Der Senat stellt seinen Masterplan für das Tempelhofer Feld vor. Fast 200 Millionen Euro sollen Bebauung und Bepflanzung kosten. Viele Bürger sind dagegen.

Es wird enger auf dem Tempelhofer Feld. Bild: taz

Die Haupthalle am Tempelhofer Feld ist voll besetzt, als Stadtentwicklungssenator Michael Müller (SPD) am Mittwochabend seinen Masterplan für die Bebauung des Tempelhofer Felds vorstellt. Hunderte Bürger sind gekommen. Sie wollen wissen, was aus den unendlichen Weiten des ehemaligen Flughafens werden soll. Viele von ihnen möchten keine Häuser auf der Fläche, manche wollen ihre Gartenparzellen retten.

Doch der Senat will bauen: Drei große Quartiere mit insgesamt 4.200 Wohnungen sollen am Rand des Tempelhofer Felds in den nächsten Jahren entstehen, und zwar im Westen am Tempelhofer Damm, im Süden am S-Bahn-Ring und im Osten an der Oderstraße. „Es gibt ein Bedürfnis nach bezahlbarem Wohnraum“, sagte der Senator. „Wir wollen keine Luxuslofts bauen.“ Müller rechnet mit Gesamtkosten für die Randbebauung in Höhe von 130 Millionen Euro bis 2025. Weitere 61 Millionen Euro sind für die Parkanlage veranschlagt.

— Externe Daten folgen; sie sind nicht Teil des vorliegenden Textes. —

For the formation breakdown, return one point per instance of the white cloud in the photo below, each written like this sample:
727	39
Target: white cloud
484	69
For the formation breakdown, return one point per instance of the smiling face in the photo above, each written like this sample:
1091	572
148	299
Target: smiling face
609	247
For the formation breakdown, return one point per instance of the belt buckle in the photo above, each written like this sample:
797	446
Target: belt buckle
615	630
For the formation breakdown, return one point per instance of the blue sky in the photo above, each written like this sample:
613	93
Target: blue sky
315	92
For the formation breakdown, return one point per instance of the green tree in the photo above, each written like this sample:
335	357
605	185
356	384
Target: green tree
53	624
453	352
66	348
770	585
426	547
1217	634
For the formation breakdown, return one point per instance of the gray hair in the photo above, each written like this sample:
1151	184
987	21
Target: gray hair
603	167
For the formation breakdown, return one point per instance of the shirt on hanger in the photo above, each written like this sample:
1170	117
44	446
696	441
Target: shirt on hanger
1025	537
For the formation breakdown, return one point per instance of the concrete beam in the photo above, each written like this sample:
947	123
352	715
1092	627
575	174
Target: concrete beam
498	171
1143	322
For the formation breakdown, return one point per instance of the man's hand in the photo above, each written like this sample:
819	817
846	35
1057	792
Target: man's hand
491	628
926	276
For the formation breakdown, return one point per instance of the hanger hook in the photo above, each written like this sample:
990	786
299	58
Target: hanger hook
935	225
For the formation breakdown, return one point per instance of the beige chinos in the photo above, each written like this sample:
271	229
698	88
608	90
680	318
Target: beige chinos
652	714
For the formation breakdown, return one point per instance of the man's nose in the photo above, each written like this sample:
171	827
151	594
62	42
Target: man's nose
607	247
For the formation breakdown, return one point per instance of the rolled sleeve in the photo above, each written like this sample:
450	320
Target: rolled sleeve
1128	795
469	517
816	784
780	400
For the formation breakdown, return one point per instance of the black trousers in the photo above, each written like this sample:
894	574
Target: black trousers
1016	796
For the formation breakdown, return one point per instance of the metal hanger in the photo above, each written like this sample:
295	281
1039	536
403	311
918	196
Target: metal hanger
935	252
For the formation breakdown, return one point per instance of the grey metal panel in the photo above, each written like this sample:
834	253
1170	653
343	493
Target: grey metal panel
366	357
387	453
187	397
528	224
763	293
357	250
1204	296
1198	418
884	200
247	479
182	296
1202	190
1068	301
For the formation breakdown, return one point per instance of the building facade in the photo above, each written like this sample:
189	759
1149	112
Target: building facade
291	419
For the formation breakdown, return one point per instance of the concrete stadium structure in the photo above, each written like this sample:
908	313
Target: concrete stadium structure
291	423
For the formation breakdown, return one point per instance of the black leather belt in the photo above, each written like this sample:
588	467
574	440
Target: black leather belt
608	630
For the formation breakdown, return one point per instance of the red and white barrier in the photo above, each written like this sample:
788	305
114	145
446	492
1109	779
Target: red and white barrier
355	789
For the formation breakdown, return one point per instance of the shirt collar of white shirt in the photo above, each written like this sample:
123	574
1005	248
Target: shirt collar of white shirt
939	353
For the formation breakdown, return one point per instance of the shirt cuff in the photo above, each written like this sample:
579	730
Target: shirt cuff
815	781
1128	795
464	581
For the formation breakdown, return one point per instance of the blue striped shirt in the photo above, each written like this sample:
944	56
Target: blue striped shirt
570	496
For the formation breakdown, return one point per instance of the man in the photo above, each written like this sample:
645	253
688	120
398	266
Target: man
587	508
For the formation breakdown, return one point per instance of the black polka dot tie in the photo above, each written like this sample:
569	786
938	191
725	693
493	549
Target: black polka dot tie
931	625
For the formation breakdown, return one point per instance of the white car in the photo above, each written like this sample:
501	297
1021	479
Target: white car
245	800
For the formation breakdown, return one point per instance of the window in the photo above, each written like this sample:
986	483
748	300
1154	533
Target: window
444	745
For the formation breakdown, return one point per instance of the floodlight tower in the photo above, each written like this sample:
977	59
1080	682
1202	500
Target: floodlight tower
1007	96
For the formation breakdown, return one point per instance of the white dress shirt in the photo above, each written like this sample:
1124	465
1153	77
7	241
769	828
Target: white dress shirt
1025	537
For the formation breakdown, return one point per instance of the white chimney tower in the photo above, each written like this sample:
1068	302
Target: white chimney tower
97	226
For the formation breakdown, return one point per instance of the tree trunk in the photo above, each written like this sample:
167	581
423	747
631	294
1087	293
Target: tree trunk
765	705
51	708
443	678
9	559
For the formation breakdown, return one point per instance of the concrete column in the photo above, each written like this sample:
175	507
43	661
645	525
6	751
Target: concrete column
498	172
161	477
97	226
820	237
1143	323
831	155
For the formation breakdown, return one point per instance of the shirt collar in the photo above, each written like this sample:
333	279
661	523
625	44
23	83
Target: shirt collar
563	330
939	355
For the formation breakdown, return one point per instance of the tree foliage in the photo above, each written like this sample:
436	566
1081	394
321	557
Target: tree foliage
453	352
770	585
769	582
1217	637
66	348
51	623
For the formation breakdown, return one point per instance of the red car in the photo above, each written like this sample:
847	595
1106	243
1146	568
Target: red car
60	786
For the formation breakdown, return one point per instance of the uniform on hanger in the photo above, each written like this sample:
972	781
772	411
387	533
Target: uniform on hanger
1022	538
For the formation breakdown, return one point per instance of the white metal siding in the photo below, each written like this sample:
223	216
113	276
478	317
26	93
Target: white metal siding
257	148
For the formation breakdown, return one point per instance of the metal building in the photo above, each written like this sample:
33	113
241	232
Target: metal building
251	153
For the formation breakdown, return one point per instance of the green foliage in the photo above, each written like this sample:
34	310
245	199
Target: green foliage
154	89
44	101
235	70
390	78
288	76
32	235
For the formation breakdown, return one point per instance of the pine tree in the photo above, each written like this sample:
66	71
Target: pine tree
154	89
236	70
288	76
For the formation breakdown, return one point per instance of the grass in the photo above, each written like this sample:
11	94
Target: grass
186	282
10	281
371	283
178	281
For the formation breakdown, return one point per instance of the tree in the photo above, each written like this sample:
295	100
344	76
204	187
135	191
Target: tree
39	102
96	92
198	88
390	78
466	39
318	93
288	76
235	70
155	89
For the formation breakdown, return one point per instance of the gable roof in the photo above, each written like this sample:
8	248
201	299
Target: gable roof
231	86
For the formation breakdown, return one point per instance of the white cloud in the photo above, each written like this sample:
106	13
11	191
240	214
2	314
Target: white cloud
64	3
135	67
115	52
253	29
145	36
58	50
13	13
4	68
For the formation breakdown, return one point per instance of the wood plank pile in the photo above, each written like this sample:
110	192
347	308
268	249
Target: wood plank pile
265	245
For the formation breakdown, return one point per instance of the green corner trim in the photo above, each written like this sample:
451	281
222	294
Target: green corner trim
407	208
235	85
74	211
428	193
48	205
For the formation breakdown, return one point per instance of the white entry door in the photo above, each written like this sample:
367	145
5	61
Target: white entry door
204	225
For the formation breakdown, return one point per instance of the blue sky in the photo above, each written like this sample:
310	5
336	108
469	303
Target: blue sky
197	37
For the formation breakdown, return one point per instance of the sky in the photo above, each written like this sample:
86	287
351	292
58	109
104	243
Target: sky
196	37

Zunächst sollen die Bauarbeiten im Westen am Tempelhofer Damm beginnen. Dort soll die neue Zentral- und Landesbibliothek errichtet werden. Für dieses „Bildungsquartier“ sieht der Senat den Bau von 1.300 kleinen, bezahlbaren Wohnungen vor, die sich auch Studenten leisten können sollen. Das Quartier wäre direkt an die S- und U-Bahn-Station Tempelhof angebunden. Die Bibliothek grenzt an die südliche Start-und-Lande-Bahn an. Der Beamer wirft helle Hochglanzbildchen an die Wand.

Mit 1.700 Wohnungen soll das größte Wohngebiet im Osten, angrenzend an die Oderstraße, entstehen. Südlich davon, wo es bereits heute einen kleinen Sportpark gibt, will der Senat eine Grundschule und zwei Kindertagesstätten bauen lassen, die auch für den angrenzenden Schillerkiez gedacht sind.

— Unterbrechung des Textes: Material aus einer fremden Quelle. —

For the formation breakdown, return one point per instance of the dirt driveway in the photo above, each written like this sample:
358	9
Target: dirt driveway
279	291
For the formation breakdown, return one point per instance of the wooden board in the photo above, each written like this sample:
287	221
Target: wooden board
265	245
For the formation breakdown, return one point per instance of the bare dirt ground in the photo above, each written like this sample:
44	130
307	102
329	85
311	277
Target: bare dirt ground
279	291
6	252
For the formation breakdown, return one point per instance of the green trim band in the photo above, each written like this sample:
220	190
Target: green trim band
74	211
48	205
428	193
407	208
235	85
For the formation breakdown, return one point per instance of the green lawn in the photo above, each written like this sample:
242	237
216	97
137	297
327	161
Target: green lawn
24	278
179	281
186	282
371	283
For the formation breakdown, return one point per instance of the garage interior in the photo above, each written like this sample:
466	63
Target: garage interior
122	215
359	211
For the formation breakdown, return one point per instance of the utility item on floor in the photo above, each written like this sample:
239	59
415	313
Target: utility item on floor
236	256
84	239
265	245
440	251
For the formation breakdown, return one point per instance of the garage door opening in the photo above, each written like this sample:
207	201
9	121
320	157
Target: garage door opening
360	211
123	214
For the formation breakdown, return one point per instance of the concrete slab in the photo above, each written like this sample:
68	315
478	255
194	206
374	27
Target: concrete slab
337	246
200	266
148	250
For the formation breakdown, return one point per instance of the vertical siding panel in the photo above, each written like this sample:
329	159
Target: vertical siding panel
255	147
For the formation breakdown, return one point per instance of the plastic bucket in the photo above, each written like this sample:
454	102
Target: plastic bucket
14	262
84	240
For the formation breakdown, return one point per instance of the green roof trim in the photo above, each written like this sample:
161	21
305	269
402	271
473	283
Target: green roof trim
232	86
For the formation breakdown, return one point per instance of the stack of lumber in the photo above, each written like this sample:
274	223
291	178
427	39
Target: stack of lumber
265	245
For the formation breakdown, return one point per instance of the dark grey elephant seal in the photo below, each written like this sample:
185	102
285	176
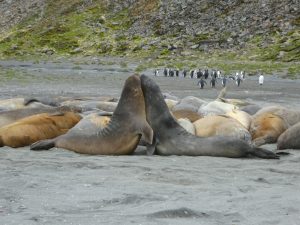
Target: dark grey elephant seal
122	134
11	116
171	139
289	139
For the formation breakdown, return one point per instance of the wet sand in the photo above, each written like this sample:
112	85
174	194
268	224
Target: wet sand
62	187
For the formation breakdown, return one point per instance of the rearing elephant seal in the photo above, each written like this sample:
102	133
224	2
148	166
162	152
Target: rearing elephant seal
290	138
171	139
122	134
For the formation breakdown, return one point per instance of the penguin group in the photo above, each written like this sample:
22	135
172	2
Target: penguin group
202	75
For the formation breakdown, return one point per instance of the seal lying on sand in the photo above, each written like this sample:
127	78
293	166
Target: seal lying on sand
290	138
37	127
221	125
122	134
11	116
266	128
171	139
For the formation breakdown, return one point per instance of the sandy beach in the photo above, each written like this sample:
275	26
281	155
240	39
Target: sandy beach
62	187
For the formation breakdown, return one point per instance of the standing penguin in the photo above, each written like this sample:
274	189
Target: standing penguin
192	74
201	83
238	81
213	82
177	72
184	73
224	81
261	79
166	71
206	74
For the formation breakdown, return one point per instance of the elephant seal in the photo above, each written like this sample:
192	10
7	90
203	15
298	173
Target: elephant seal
215	108
241	116
18	103
266	128
191	115
37	127
289	139
289	115
250	109
122	134
171	139
11	116
187	125
221	125
190	103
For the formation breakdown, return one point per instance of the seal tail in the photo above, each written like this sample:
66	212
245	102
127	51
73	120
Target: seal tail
1	142
222	93
263	153
43	145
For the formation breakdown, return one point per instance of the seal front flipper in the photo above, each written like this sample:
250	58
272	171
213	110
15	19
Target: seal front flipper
43	145
152	147
263	153
147	133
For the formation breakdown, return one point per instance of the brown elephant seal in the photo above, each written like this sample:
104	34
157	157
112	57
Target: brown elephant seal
91	123
266	128
215	108
221	125
290	139
190	103
291	116
171	139
191	115
11	116
18	103
37	127
187	125
122	134
250	109
240	116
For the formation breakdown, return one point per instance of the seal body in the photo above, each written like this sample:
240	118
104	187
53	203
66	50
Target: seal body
240	116
270	122
121	135
11	116
37	127
190	115
290	139
171	139
221	126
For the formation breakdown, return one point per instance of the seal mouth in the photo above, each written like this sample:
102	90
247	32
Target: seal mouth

Ein drittes Wohnquartier soll sich im Süden entlang des S-Bahn-Rings über rund anderthalb Kilometer erstrecken. Dieses Gebiet will der Senat als letztes in Angriff nehmen. Hier geht es um 1.200 Wohnungen. Hinter den Wohnhäusern, direkt an der S-Bahn, soll ein Gewerbegebiet geschaffen werden. Für das Quartier plant der Senat zudem eine neue S-Bahn-Station, die „Tempelhofer Freiheit“ heißen soll. Eine Brücke soll das Quartier mit der S-Bahn-Station bei der Oberlandstraße verbinden.

Kreativwirtschaft ins Flughafengebäude

Der Senat plante ursprünglich für den Norden ein viertes Wohngebiet, das Columbia-Quartier, mit 500 zusätzlichen Wohnungen. Doch diese Flächen kommen im Plan nicht mit vor. Das Quartier sei aber nicht gänzlich vom Tisch.

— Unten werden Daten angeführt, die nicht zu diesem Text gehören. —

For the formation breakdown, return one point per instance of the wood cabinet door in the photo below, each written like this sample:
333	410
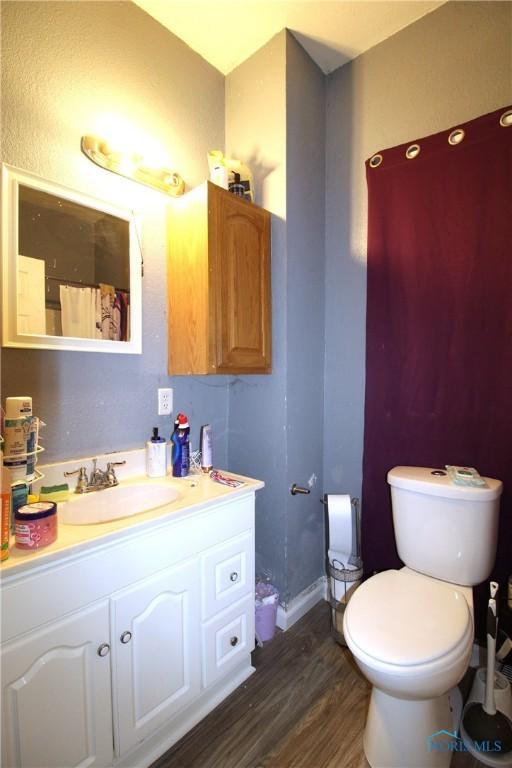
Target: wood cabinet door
239	245
56	694
156	651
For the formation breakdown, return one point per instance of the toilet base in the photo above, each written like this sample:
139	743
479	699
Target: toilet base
399	733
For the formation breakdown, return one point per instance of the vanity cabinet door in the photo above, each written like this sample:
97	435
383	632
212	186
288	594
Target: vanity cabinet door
156	636
56	694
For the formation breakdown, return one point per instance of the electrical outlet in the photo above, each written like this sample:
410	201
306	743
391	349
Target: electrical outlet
164	402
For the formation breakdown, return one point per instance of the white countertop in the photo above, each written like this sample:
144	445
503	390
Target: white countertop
195	492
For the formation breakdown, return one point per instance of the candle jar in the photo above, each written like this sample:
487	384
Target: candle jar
35	525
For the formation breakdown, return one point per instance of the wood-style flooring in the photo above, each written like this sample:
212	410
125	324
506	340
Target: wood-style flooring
304	707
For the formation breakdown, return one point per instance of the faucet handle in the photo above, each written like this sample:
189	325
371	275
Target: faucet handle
83	480
81	471
111	473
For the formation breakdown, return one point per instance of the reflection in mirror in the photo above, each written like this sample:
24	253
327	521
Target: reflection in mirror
72	268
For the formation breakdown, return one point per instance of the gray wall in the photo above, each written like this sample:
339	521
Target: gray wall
275	113
305	198
108	68
450	66
256	128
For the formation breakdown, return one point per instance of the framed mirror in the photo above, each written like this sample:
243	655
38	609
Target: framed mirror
72	269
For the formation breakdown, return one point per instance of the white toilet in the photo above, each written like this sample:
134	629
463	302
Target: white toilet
411	630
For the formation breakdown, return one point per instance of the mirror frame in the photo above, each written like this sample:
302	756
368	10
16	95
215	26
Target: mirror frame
12	178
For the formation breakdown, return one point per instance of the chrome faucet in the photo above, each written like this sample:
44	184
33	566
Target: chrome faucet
98	480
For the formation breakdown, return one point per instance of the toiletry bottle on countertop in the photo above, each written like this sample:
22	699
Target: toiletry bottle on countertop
5	500
180	446
156	456
206	448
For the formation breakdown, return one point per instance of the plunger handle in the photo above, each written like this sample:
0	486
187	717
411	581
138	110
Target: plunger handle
489	704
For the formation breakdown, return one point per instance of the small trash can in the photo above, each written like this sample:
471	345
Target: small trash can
267	600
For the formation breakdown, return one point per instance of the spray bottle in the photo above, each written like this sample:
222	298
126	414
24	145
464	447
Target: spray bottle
180	446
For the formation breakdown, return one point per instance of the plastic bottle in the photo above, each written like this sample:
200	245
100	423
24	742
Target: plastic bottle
236	187
180	446
18	420
206	448
156	456
5	500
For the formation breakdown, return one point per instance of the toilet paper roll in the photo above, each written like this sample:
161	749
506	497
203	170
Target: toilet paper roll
340	589
339	511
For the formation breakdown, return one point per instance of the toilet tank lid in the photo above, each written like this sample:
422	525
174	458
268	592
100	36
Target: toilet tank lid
427	480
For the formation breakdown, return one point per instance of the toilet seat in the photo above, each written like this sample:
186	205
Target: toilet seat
399	619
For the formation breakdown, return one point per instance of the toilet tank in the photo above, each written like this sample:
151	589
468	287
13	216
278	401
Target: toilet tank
445	530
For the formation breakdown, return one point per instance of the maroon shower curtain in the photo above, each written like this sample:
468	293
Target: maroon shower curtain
439	321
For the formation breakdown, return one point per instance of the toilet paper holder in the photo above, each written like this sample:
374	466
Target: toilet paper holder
356	517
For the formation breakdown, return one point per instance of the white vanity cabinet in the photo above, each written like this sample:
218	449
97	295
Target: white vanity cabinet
56	707
111	654
156	653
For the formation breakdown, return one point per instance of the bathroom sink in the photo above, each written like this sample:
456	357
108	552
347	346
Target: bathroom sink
115	503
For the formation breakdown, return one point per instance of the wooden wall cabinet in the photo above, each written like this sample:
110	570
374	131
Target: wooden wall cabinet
219	299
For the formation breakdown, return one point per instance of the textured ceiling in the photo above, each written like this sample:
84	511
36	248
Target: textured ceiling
332	32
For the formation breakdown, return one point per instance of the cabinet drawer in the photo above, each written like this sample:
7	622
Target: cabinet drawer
227	639
227	574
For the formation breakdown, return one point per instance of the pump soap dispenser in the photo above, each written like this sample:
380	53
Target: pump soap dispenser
156	456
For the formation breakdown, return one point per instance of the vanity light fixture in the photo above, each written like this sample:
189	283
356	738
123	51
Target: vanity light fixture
132	166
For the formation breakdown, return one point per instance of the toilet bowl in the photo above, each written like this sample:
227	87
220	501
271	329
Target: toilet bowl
411	635
411	630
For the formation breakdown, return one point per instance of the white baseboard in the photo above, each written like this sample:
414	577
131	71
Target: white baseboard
301	604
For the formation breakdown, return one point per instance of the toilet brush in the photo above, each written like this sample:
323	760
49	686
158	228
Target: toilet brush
482	722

Der Masterplan sieht vor, dass die ehemaligen Start-und-Lande-Bahnen und das Flughafengebäude erhalten bleiben. Das Gebäude soll aber bis 2020 weiter saniert werden. Der Senat rechnet mit 67.000 Quadratmeter Fläche, die dann an Unternehmen der Kreativwirtschaft vermietet werden könnten.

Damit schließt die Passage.